(Immigration and Asylum Chamber) Appeal Number: PA/07727/2017
THE IMMIGRATION ACTS
Heard at Field House
Decision & Reasons Promulgated
On 8th March 2018
On 27th March 2018
DEPUTY UPPER TRIBUNAL JUDGE D E TAYLOR
(ANONYMITY DIRECTION made)
THE SECRETARY OF STATE FOR THE HOME DEPARTMENT
For the Appellant: Ms A Radford of Counsel, instructed by Duncan Lewis & Co Solicitors
For the Respondent: Mr S Walker
DECISION AND REASONS
1. This is the appellant's appeal against the decision of Judge Oliver made following a hearing at Hatton Cross on 15th September 2017.
2. The appellant came to the UK unlawfully on 30th November 2016 and claimed asylum on arrival on the grounds that he feared persecution on return to Iran because of his conversion from Islam to Christianity. The Secretary of State refused his application on 18th July 2017. She did not believe that the appellant had in fact converted to Christianity and accordingly concluded that he would not be of interest to the authorities.
3. The judge set out the evidence, which included medical evidence from a doctor who concluded that the appellant suffered from a schizoaffective disorder and PTSD.
4. The judge stated, at paragraph 31, that the appellant was in the early stages of his conversion and had never sought to convert others in Iran.

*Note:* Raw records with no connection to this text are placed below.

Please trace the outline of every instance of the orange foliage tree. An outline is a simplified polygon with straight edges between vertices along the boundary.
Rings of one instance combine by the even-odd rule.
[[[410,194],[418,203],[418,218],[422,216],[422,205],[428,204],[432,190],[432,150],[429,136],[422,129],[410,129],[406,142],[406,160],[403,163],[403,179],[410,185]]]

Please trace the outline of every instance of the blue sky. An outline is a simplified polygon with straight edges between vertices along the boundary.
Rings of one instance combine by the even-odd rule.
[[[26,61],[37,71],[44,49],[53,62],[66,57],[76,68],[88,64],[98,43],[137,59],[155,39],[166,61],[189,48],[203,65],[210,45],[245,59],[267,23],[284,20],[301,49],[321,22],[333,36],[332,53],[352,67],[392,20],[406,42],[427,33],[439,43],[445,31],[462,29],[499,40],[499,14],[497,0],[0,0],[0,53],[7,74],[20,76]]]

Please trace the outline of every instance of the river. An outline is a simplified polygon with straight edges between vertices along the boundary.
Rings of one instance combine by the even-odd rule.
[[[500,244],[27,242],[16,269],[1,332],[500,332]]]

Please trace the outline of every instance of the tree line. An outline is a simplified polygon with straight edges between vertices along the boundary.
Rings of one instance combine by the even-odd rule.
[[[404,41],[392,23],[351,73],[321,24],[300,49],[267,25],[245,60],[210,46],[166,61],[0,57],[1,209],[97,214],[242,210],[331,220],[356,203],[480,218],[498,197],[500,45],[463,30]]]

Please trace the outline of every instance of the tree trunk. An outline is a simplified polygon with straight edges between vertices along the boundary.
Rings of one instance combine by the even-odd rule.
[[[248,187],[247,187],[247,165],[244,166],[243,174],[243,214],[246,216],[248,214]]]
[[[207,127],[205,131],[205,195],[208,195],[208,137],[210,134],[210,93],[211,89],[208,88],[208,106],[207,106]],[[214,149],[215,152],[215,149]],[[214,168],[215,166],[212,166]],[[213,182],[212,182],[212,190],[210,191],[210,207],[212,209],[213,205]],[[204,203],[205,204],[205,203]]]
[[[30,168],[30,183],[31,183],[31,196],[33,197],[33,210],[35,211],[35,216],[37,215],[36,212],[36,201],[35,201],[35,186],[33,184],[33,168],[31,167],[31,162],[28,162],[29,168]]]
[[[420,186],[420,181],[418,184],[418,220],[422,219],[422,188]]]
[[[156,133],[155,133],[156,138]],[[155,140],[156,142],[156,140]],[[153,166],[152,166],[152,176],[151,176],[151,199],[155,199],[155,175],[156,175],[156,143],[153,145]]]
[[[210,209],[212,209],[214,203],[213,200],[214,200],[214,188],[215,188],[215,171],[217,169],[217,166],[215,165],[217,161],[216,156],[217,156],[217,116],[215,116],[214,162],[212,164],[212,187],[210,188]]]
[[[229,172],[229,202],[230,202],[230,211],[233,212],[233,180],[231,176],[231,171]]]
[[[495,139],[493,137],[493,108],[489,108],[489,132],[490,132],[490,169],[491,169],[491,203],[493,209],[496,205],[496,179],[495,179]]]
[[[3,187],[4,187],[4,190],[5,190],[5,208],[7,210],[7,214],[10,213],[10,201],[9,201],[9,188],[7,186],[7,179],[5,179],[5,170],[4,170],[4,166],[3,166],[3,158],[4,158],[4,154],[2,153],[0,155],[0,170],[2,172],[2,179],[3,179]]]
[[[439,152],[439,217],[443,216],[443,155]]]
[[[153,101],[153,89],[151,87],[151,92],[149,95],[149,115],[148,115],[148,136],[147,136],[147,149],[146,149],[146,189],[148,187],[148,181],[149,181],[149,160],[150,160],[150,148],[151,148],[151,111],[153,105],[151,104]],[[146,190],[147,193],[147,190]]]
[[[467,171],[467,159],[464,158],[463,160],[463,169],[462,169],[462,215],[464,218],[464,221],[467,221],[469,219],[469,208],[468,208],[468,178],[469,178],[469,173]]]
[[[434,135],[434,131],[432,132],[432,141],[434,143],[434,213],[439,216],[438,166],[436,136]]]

Later, at paragraph 36, he said that he could not rule out the possibility that he may well be interested in converting but the background evidence did not establish that he would be at risk. He dismissed the appeal.
5. The appellant sought permission to appeal on a number of grounds.
6. First, it was said that there had been an agreement between the parties that a genuine conversion would put the appellant at risk of prosecution but that agreement was not recorded in the determination. Counsel produced her note of the hearing which states that the issues had been narrowed down to the issue of credibility and record the Presenting Officer's submission that it was accepted that Christian converts would be at risk of prosecution on a return even if not persecution. It was therefore a matter for the judge to decide whether prosecution for apostacy would engage the Convention, which he did not do.
7. Furthermore he had failed to make factual findings on material matters in issue, failed to properly apply the case law and had failed to treat the appellant as a vulnerable witness.
8. Permission to appeal was initially refused by Judge Pickup but upon renewal was granted by Judge Coker on 23rd January 2018.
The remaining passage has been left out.